The concerns surrounding AI revolve around the possibility that it may become too powerful and autonomous for us to control. In one scenario, AIs create even more advanced AI that far surpass human comprehension, leaving mere human civilization in the dust. However, Hawkins doubts this is a valid concern—no matter how smart an AI becomes, the physical limitations of the real world would still constrain its ability to act and the pace at which it could acquire knowledge. After all, gaining knowledge requires conducting experiments and gathering data, both of which are limited to the pace at which physical research can be done.

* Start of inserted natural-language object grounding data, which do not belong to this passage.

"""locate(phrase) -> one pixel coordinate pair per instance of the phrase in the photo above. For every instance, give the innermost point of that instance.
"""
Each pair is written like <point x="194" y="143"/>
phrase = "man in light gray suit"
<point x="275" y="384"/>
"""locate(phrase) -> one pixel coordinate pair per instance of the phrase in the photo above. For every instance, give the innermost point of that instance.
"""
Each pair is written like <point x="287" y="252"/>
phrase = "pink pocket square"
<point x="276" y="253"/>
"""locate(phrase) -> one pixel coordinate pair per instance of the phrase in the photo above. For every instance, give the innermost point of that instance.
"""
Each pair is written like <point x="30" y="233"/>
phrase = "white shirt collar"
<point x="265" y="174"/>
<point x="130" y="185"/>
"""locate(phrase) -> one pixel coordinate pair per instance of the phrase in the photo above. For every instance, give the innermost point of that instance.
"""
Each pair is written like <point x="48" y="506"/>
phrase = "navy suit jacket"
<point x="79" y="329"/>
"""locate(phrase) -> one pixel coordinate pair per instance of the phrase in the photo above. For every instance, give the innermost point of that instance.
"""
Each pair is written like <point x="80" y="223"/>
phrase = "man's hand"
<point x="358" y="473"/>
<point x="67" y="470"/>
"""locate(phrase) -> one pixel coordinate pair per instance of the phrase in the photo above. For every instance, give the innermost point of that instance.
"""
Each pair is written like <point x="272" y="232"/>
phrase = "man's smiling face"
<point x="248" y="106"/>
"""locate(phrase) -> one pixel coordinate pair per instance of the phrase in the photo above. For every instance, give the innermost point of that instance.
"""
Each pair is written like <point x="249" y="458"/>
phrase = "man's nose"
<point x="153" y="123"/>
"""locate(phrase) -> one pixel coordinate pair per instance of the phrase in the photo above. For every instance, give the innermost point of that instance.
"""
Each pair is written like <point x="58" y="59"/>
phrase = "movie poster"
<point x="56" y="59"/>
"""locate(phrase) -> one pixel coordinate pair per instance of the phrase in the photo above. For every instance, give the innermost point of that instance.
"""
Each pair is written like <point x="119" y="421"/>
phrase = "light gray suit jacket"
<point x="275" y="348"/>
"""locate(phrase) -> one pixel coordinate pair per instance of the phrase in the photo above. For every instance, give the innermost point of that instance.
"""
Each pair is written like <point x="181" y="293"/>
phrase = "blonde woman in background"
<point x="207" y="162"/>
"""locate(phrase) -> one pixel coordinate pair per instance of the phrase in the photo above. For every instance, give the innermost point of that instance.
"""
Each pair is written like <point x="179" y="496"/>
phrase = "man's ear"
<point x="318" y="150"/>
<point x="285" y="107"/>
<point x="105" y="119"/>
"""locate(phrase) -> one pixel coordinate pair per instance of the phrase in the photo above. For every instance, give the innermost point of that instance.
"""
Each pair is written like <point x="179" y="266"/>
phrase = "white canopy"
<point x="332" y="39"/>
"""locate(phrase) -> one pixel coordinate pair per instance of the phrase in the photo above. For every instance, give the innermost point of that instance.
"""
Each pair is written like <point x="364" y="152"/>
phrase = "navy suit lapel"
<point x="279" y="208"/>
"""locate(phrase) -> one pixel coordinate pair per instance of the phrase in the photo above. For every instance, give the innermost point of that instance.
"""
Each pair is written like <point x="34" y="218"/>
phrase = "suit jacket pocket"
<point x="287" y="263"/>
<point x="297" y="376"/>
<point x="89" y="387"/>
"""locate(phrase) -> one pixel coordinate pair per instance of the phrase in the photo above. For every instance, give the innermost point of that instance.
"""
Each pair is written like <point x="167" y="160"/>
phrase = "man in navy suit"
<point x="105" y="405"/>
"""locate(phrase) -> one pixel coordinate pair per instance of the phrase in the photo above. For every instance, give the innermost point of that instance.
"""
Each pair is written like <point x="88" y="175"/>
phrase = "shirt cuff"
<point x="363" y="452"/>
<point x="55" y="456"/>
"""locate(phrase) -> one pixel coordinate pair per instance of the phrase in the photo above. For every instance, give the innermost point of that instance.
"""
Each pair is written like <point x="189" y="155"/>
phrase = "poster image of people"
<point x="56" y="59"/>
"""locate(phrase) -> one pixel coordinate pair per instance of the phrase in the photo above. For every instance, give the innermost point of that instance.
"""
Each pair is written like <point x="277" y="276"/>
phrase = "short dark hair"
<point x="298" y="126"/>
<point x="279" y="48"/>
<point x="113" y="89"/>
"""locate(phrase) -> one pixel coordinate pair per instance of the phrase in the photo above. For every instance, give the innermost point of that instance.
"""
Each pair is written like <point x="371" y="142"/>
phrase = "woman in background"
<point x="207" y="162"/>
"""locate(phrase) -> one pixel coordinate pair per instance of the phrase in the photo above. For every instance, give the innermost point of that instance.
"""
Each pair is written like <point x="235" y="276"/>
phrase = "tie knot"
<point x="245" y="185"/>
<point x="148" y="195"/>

(Shortform note: Despite how unlikely Hawkins says this scenario is, there are those who not only think it will happen, but who believe it will be a net-positive outcome. In The Singularity Is Near, futurist Ray Kurzweil argues that the rate of technological progress, especially in the realm of AI, will soon be accelerating so fast that it’s impossible to know what’s on the other side. Nevertheless, Kurzweil predicts there will be an intermediate “ramping-up” phase during which AIs will expand their knowledge base. If, during this time, we learn to use AI to augment human intelligence, then we ourselves will move forward as well, keeping pace with our computer counterparts as human intelligence shifts more and more into the digital realm.)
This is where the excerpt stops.